(28 Sept. 1823–10 Feb. 1829)
Of noble parentage, Annibale Sermattei della Genga was born in the Castello della Genga, near Spoleto, on 22 Aug. 1760, was a student in Rome, and after ordination (1783) at the age of not quite 23 became private secretary to Pius VI, who in 1784 sent him as ambassador to Lucerne. Titular archbishop of Tyre in 1793, he was nuncio in Cologne though obliged, because of the French occupation, to reside in Bavaria 1794–1802, being chosen for several diplomatic missions. After returning to Rome he retired to Monticelli near Piacenza until Pius VII sent him as envoy to the diet of Regensburg in 1805, and in 1806 entrusted him with concordat negotiations (in the event unsuccessful) with the courts of Bavaria, Baden, and Württemberg. In 1808 he was in Paris on business with Napoleon, but was coolly received and soon returned. During Pius VII's captivity he lived, effectively a state prisoner, at his abbey of Monticelli but on the pope's restoration in 1814 was sent as nuncio to Paris. Here he fell out with Cardinal Ercole Consalvi (1757–1824), secretary of state, who criticized his failure to negotiate the restitution of Avignon, and retired again to Monticelli. In 1816, however, Pius VII named him cardinal priest of Sta Maria in Trastevere and—with the personal title of archbishop—bishop of Senigallia. Within a few months he resigned the see on grounds of ill health and retired to his residence near Spoleto. In 1820 he became vicar-general of Rome and prefect of several congregations. At the hotly contested conclave of 1823 during which Austria exercised a veto against the favoured candidate, he was elected somewhat against his will by the votes of the zelanti, conservatives with a primarily religious interest who wished a break with the ‘liberal’ Consalvi and a return to more reactionary policies.

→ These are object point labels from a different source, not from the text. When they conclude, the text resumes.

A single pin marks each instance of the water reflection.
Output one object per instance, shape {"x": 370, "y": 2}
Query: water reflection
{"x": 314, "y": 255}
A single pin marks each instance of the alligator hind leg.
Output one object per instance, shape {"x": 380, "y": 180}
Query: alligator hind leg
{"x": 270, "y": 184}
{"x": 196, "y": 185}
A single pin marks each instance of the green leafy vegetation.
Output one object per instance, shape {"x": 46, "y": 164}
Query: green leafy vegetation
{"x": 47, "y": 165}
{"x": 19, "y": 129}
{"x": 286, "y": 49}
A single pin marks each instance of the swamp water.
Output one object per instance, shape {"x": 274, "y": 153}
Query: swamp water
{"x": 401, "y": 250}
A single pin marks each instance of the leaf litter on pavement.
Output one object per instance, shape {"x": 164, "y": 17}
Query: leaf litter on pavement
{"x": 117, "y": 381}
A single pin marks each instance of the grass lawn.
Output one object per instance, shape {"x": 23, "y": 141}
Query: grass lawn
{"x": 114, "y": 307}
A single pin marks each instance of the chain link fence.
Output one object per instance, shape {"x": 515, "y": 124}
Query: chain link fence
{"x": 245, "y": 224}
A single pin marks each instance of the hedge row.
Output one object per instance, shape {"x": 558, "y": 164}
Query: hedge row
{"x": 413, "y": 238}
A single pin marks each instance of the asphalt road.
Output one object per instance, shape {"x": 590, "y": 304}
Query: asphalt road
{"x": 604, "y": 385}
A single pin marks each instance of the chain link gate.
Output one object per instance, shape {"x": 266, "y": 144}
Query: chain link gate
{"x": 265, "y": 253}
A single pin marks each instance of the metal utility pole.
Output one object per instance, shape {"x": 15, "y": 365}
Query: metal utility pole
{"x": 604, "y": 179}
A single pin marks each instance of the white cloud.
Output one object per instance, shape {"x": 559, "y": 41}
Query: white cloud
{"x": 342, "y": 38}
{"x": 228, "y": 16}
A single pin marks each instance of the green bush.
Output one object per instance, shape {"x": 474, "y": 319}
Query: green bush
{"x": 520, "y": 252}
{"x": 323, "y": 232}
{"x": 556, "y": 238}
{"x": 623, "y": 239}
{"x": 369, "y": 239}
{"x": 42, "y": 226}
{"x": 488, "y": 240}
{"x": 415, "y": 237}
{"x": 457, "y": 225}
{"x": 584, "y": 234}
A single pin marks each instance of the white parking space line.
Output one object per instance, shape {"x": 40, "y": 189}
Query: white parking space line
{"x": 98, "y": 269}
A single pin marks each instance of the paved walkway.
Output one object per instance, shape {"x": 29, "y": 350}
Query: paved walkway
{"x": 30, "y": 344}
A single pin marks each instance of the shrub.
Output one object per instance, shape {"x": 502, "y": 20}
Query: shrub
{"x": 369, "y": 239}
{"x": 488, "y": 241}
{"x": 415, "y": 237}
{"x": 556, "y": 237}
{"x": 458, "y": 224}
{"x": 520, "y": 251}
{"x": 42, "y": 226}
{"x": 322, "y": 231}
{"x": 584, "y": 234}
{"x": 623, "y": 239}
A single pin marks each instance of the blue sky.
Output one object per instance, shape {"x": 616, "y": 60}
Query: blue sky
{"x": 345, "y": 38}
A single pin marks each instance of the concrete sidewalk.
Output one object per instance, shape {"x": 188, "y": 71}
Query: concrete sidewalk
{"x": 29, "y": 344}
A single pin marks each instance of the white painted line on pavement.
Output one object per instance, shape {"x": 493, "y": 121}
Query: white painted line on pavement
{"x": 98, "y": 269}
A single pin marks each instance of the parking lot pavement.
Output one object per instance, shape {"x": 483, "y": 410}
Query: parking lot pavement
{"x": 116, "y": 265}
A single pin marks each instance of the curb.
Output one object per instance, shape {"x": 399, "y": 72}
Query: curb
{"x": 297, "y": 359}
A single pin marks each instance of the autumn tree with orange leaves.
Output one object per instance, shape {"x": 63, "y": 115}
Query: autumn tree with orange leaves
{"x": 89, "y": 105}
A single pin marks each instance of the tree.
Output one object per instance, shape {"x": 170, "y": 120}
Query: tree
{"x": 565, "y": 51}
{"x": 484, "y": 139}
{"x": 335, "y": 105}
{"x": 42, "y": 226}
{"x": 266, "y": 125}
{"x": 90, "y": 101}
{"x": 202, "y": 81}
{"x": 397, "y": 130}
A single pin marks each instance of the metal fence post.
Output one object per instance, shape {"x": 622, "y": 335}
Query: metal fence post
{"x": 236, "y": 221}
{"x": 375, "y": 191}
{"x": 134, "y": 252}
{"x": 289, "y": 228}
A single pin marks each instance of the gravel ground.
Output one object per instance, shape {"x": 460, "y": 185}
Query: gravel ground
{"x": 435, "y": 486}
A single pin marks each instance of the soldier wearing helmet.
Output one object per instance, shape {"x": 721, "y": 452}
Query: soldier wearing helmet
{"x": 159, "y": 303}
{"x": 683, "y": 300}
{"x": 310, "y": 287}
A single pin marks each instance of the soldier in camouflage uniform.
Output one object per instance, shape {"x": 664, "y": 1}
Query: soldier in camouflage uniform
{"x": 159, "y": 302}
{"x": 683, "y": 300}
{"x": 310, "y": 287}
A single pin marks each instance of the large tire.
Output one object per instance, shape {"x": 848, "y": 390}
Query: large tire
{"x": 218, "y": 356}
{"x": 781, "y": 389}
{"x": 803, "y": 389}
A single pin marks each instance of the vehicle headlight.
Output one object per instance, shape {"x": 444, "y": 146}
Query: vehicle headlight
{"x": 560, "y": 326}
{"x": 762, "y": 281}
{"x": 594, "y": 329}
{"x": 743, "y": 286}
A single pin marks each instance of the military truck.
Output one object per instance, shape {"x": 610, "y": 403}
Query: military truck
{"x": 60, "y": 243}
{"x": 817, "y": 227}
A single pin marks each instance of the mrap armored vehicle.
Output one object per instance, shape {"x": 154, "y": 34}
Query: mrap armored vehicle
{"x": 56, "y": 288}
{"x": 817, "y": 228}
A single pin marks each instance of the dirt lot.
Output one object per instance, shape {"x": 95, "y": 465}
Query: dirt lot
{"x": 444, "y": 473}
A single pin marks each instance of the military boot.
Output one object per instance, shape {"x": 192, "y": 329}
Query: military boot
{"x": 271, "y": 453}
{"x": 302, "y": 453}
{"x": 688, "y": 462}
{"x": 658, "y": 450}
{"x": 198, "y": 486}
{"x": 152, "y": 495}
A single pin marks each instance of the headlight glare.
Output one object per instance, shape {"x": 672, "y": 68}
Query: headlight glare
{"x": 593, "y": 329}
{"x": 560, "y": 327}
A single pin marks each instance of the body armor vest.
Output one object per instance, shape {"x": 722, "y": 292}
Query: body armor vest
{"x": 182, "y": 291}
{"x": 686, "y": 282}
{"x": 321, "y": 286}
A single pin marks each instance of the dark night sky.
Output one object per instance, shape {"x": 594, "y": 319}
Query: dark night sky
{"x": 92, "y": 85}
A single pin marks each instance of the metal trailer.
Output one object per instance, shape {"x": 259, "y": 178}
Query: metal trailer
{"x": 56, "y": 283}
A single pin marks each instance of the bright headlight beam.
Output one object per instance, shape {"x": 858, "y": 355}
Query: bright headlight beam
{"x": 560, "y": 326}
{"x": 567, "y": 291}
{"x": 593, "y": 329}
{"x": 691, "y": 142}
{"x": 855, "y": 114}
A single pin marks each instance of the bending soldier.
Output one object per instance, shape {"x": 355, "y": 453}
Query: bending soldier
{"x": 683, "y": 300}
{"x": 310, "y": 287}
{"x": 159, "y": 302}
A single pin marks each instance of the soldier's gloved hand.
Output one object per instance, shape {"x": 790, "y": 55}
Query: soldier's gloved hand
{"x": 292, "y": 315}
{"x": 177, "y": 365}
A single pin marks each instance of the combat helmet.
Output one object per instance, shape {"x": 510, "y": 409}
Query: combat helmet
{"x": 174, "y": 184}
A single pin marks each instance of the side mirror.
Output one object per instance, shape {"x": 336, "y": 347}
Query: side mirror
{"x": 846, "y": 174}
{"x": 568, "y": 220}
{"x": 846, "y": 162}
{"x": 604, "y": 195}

A simple, devout man, morally strong but lacking the flair of leadership, Leo shared the wish of the zelanti that his pontificate should have a less political, more religious orientation. As a sign of this he left the Quirinal palace to live at the Vatican. He at once replaced Consalvi with a conservative as secretary of state, appointed a Congregation of State to advise on political and religious matters, and published (May 1825) measures condemning indifferentism, toleration, and Freemasonry, reinforcing the Index and the Holy Office, favouring the Jesuits, and (against the advice of the great powers) announcing a holy year for 1825, which brought tens of thousands to Rome, but very few from outside Italy. His reactionary approach was most evident in dealing with the papal states. Although some of Pius VII's reforms were left intact and useful, if unpopular, fiscal measures introduced, the feudal aristocracy was installed afresh in privileged positions, ecclesiastical courts of the pre-1800 pattern returned, the laicization of the administration was halted, the Roman college was returned to the Jesuits, new chairs were founded at universities but teaching was supervised in ways intended to stifle criticism, and Jews were again restricted to ghettos. The modern state which Consalvi had been tentatively fostering reverted to a police regime infested with spies and intent on stamping out, with penalties ranging from petty clerical surveillance of private life to execution, any possible flicker of revolution. The result was inevitably economic stagnation, the alienation of the middle classes, and hatred for the personally mild pontiff who was held to blame for making the papal state one of the most backward in Europe.